Commercial banks make money by lending your deposits (primarily in the form of business and commercial loans), charging the borrower a higher interest rate than they pay the depositor. Those loans from banks to borrowers are financial assets of the bank and financial liabilities of the borrower.
Savings banks and S&Ls handled savings accounts and mortgages; they were not allowed to issue checking accounts. Commercial banks were not allowed to hold or sell stock; they did, however, issue checking accounts. These restrictions allowed us to make sharp, clear distinctions among financial institutions. Changes in the laws have eliminated many of these restrictions, blurring the distinctions among the various types of financial institutions. Now all depository institutions can issue checking accounts.
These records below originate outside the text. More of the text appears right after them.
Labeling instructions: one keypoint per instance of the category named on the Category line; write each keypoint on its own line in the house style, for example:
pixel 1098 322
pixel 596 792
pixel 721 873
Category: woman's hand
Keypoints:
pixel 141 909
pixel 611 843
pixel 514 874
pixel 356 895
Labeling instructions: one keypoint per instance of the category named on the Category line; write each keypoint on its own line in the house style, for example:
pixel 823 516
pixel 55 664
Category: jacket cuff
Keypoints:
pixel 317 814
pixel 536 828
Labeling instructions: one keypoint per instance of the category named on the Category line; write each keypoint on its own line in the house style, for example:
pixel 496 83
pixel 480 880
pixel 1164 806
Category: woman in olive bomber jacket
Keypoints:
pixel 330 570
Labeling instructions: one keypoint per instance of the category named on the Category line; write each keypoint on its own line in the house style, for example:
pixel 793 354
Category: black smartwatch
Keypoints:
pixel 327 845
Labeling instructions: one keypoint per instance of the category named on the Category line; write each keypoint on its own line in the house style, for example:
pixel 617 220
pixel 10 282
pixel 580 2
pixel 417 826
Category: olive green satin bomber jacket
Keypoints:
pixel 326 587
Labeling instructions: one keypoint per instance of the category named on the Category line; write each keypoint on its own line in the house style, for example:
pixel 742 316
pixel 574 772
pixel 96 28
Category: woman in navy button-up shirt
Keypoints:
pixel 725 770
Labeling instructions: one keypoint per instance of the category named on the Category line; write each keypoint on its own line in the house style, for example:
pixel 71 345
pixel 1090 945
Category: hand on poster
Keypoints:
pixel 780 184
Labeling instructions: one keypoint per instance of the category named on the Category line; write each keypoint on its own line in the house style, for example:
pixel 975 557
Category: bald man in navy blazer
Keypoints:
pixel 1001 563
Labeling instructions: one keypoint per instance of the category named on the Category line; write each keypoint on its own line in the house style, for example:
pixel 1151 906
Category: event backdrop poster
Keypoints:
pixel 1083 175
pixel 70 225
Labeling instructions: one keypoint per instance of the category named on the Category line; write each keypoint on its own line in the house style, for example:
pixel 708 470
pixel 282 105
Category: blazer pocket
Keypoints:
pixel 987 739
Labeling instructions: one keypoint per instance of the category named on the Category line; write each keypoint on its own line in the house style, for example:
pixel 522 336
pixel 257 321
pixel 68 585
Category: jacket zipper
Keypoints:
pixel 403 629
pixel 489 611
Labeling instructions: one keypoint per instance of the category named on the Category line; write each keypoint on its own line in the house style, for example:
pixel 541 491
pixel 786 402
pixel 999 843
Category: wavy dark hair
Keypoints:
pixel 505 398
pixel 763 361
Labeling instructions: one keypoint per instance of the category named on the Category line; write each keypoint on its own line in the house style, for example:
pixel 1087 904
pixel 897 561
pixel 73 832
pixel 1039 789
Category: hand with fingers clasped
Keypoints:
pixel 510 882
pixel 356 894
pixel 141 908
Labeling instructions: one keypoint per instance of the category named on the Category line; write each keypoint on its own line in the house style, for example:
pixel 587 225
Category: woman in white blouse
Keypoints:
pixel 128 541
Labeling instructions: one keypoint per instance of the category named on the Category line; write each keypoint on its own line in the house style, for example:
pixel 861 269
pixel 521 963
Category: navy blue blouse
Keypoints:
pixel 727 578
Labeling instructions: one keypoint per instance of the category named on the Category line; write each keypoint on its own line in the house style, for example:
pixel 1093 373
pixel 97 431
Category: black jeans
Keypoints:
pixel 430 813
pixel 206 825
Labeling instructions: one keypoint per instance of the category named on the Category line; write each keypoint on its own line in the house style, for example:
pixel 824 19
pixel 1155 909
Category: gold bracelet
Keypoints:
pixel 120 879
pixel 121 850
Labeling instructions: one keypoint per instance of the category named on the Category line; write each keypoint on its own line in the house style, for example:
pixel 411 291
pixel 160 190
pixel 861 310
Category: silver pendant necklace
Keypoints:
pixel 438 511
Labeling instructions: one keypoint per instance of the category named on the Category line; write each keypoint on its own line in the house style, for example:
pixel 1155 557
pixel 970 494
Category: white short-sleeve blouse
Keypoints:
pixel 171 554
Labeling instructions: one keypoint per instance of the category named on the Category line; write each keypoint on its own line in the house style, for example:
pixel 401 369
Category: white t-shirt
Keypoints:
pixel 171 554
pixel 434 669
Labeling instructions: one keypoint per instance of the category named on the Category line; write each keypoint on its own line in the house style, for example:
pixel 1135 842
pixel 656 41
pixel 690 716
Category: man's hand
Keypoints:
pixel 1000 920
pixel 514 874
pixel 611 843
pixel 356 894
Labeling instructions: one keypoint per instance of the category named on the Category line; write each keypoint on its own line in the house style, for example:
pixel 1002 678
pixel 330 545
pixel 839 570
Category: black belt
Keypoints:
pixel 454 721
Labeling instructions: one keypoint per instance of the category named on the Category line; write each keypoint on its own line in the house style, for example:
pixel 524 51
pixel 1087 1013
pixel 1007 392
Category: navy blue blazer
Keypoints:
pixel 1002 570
2. Contractual intermediaries. The most important contractual intermediaries are insurance companies and pension funds. These institutions promise, for a fee, to pay an individual a certain amount of money in the future, either when some event happens (a fire or death) or, in the case of pension funds and some kinds of life insurance, when the individual reaches a certain age or dies. Insurance policies and pensions are a form of individual savings. Contractual intermediaries lend those savings.
3. Investment intermediaries provide a mechanism through which small savers pool funds to purchase a variety of financial assets rather than just one or two. An example of how pooling works can be seen by considering a mutual fund company, which is one type of investment intermediary.
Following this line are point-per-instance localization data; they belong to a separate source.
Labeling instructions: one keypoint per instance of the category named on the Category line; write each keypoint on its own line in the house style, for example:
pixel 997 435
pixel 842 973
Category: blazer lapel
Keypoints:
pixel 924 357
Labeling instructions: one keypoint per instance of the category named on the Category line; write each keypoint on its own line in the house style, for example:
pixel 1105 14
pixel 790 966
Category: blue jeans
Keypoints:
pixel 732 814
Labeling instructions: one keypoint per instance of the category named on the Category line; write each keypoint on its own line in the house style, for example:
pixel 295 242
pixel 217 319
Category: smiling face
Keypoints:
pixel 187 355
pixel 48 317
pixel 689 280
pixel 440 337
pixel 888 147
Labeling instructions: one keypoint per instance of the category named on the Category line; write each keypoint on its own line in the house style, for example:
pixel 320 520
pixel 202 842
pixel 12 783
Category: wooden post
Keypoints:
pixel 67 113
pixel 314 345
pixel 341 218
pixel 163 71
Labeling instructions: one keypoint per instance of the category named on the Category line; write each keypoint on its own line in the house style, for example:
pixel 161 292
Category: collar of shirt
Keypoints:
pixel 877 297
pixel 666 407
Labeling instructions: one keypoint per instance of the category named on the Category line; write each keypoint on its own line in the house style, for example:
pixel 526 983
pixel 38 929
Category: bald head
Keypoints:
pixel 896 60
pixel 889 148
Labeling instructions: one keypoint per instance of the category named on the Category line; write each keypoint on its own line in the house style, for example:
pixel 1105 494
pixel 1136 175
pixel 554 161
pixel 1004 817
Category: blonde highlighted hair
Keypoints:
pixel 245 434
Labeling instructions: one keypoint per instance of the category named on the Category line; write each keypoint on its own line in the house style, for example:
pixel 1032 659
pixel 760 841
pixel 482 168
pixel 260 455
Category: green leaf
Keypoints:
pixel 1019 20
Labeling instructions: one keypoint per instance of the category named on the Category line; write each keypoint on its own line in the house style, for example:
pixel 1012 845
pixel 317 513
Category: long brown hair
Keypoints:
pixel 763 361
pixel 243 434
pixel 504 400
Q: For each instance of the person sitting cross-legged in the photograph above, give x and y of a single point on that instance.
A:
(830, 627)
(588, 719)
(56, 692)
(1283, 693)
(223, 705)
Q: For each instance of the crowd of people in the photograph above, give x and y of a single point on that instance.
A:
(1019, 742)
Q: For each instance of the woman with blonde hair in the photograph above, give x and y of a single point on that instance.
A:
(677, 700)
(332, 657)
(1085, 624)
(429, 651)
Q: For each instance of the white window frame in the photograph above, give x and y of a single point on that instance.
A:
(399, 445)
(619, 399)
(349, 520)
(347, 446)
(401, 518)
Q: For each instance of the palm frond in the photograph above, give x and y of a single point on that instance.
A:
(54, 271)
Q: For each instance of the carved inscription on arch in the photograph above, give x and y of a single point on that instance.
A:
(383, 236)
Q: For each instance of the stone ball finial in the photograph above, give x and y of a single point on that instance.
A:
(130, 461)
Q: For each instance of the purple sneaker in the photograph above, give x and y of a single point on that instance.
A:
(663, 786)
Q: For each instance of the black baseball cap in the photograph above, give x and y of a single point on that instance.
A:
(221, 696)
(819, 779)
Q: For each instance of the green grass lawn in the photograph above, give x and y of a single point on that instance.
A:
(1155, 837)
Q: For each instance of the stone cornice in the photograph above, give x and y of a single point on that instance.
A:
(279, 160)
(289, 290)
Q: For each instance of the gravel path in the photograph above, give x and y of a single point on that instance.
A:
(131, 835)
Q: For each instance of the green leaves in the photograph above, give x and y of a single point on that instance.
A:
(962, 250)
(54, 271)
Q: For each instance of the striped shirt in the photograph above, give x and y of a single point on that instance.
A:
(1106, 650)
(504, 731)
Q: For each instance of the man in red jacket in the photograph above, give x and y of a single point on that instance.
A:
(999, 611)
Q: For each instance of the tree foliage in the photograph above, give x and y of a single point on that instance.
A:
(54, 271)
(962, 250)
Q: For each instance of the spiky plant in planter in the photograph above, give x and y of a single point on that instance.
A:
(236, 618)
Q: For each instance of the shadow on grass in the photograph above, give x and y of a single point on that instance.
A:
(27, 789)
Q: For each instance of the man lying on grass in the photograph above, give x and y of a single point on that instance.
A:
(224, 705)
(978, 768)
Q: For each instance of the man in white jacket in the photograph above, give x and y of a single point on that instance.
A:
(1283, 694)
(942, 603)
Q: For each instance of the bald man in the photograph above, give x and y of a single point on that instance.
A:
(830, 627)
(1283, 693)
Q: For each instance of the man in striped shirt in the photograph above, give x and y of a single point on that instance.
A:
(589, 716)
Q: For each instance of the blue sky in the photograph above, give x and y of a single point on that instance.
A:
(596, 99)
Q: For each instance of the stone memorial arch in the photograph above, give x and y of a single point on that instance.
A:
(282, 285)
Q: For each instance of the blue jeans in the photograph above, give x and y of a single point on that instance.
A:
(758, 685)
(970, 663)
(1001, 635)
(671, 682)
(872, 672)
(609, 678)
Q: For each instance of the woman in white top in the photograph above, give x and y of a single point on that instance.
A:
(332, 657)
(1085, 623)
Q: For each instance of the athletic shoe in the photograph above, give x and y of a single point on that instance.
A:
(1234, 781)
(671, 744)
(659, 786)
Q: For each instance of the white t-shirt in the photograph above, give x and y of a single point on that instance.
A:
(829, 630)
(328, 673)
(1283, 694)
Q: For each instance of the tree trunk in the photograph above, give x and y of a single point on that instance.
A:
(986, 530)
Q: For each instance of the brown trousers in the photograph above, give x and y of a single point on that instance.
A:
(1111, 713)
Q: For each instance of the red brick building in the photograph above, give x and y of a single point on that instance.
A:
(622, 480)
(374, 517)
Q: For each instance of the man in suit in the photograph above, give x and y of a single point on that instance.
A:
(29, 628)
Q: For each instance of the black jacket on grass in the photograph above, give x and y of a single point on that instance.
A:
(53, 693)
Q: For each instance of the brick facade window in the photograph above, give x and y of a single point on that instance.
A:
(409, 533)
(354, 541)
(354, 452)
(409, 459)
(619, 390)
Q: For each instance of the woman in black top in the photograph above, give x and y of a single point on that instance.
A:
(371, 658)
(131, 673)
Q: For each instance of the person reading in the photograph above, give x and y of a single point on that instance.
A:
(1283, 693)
A mutual fund enables a small saver to diversify (spread out) his or her savings (for a fee, of course). Savers buy shares in the mutual fund which, in turn, holds stocks or bonds of many different companies. When a fund holds many different companies' shares or bonds, it spreads the risk so a saver won't lose everything if one company goes broke.
This is called diversification – spreading the risks by holding many different types of financial assets.
A finance company is another type of investment intermediary. Finance companies make loans to individuals and businesses, as do banks, but instead of holding deposits, as banks do, finance companies borrow the money they lend. They borrow from individuals by selling them bonds and commercial paper.
Commercial paper is a short-term promissory note that certain amounts of money pins interest will he paid hack on demand.
4. Financial brokers are of two main types: investment banks and brokerage houses.
Investment banks assist companies in selling financial assets such as stocks and bonds. They provide advice, expertise, and the sales force to sell the stocks or bonds. They handle such things as mergers and takeovers of companies.
A merger occurs when two or more companies join to form one new company.
A takeover occurs when one company buys out another company.
Investment banks do not hold individuals' deposits and do not make loans to consumers. They are nonetheless financial institutions because they assist others in buying and selling financial assets.
Brokerage houses assist individuals in selling previously issued financial assets. Brokerage houses create a secondary market in financial assets, as we'll see shortly.